Fear and firepower: Bloodlust biggest weapon in ISIS arsenal

By Perry ChiaramontePublished October 14, 2014
FoxNews.com

The terrorist army of Islamic State has missiles, tanks and bombs, but the potent weapon that allows a relatively small force to keep much of Iraq and Syria in its grip is bloodlust - in the form of beheadings, crucifixions and mass executions.


An army estimated at 25,000 - roughly the size of one U.S. division - is at war with Syria, has a large city near the Turkish border under siege and is believed to have set its sights on Baghdad. It also controls cities, roads and territory nearly the size of Great Britain, some 81,000 square miles, according to The National Counterterrorism Center.

Experts say the key to Islamic State's ability to project such power with relatively small numbers is the sheer brutality it uses to strike fear in the hearts of enemies. The beheadings of U.S. and British journalists and aid workers have shocked the west, but in northern Iraq and Syria, entire villages have come to fear the same fate, meted out without warnings or slickly produced videos.

“Their ferocity is the thing,” Shaul Gabbay, a professor at the University of Denver and analyst on Muslim world conditions, said to FoxNews.com. “The more fierce they are, the more successful they become because it strikes fear among not only the region, but the world.”

Even if the higher range of estimates of the size of the Islamic State army are true, it is stretched thin across the region. As it holds onto villages and cities already seized as part of its so-called caliphate, Islamic State is on the brink of seizing Kobani in northern Syria. Some 500 miles to the southeast, the militants have overrun a series of small villages and suburbs near Baghdad and now are reportedly just eight miles away from the Iraqi capital's international airport. In addition, the extremist group has been fighting Kurdish Peshmerga forces in northern Iraq and has major cities, including Mosul, under its control.

U.S.-led airstrikes and an Iraqi army that dwarfs Islamic State have provided scant deterrence.

It's not just Islamic State's embrace of savagery that makes it so effective. The fact that the terrorist army publicizes its brutality ensures that no one misses it. In June, an entire division of the U.S.-trained Iraqi army dropped their weapons, shed their uniforms and fled from the bloodthirsty marauders. They had heard of the beheadings that have become a trademark of Islamic State.

“Not only do they commit these horrific acts, they document it,” said Scott Stewart, vice president of tactical analysis for geopolitical intelligence and advisory firm Stratfor.

Stewart said Islamic State posts its horrors to social media, tweeting pictures of fighters hoisting severed heads and releasing video showing kneeling prisoners gunned down without mercy to strike fear in enemies and to recruit jihadists from among Iraq's alienated Sunni Muslim population.

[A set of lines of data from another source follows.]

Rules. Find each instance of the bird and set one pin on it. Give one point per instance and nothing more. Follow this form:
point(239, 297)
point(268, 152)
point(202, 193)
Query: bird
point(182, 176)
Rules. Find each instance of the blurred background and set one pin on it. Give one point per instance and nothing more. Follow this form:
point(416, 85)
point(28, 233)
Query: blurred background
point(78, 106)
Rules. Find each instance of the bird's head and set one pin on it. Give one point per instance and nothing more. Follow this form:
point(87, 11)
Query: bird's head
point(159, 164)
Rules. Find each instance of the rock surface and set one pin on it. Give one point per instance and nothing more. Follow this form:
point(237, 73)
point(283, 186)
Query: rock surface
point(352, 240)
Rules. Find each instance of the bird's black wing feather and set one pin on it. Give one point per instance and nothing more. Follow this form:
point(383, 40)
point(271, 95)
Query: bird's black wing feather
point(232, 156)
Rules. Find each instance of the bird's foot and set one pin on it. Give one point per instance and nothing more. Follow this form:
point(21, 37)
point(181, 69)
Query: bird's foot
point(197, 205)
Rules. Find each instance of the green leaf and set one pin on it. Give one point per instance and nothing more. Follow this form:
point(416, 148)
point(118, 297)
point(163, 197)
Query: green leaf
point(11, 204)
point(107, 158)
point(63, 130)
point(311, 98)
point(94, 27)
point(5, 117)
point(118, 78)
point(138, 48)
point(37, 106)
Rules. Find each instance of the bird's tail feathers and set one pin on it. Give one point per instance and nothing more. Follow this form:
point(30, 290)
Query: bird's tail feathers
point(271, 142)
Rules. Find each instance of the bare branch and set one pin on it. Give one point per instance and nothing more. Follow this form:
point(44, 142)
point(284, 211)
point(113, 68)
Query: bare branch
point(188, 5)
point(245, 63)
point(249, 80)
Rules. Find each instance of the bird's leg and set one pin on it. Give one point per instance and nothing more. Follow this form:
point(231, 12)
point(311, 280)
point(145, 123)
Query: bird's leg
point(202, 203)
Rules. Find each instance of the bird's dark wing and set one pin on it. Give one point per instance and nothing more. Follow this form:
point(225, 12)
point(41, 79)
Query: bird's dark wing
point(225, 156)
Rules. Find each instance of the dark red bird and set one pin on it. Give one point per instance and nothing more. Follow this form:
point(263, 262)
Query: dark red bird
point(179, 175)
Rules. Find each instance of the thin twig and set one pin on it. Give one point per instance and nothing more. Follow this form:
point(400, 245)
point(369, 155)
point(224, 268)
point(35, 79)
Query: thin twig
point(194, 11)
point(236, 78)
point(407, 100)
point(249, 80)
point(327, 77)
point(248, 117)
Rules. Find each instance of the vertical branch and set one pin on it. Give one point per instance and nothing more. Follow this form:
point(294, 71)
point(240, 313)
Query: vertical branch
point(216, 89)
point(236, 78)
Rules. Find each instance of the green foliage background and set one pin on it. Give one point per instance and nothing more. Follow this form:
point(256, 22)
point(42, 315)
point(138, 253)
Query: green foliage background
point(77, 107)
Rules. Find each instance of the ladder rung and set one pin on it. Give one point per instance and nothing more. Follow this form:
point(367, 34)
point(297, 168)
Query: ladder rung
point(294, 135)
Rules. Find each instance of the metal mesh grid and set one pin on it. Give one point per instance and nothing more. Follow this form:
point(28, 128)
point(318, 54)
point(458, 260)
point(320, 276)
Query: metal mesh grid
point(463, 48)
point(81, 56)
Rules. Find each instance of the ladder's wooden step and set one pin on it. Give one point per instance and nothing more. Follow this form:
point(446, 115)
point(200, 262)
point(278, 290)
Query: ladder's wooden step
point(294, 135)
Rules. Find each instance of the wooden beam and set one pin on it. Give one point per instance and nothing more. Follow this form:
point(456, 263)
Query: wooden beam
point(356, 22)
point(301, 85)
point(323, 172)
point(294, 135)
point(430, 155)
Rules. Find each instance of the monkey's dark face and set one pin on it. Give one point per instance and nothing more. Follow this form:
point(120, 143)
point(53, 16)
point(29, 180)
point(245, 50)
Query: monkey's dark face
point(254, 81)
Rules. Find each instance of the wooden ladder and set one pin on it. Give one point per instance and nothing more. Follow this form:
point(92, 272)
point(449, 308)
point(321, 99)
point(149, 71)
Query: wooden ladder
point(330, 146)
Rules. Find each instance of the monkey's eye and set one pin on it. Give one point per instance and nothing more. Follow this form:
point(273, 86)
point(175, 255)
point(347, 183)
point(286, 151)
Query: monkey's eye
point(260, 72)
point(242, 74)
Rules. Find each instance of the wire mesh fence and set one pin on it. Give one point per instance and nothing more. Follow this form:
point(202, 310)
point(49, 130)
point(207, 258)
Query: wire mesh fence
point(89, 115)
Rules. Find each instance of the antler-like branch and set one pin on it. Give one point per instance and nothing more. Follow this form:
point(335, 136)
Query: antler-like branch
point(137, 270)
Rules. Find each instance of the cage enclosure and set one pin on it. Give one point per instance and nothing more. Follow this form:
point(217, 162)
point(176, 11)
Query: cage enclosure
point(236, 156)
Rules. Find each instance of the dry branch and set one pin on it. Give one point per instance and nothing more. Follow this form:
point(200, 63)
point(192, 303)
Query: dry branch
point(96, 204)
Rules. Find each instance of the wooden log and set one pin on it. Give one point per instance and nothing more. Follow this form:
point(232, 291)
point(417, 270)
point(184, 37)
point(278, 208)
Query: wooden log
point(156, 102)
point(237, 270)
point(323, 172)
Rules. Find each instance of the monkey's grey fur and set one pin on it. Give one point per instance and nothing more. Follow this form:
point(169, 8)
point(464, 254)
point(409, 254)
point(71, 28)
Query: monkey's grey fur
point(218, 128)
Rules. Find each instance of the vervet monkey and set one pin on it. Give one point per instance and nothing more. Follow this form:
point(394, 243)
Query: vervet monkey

“That’s been a big part of their growth, especially in Iraq and the Sunni population, “A lot of these people lost everything after the U.S. occupation and [former President Nouri al-] Maliki reneged on everything he promised the Sunnis when he was in office,” Stewart said.

While Islamic State has captured heavy equipment ranging from tanks to fighter planes, it still lacks the full trappings of a traditional army. That, according to Stewart, works in its favor, too. When fighting intensified at Kobani in recent days, reinforcements raced up from Iraq in nondescript Toyotas that were impossible for U.S. bombers to target.

“They can cover territory very quickly and get to one point from another with the light trucks that they use,” Stewart said.

Islamic State and all terrorist groups by definition have another tactical advantage over the U.S. and coalition forces, according toRyan Mauro, a national security analyst from the Clarion Project. They embrace death and revel in causing civilian casualties.


"A small number of martyrdom-seeking terrorists can do more damage than a larger number of militants who want to live and avoid civilian casualties," Mauro said. "The U.S. may avoid an airstrike out of concern for civilian casualties and Iraqi forces may choose retreat over death, but jihadists do not make such calculations. Because they seek death, their debate is only about which way of dying will be most fruitful."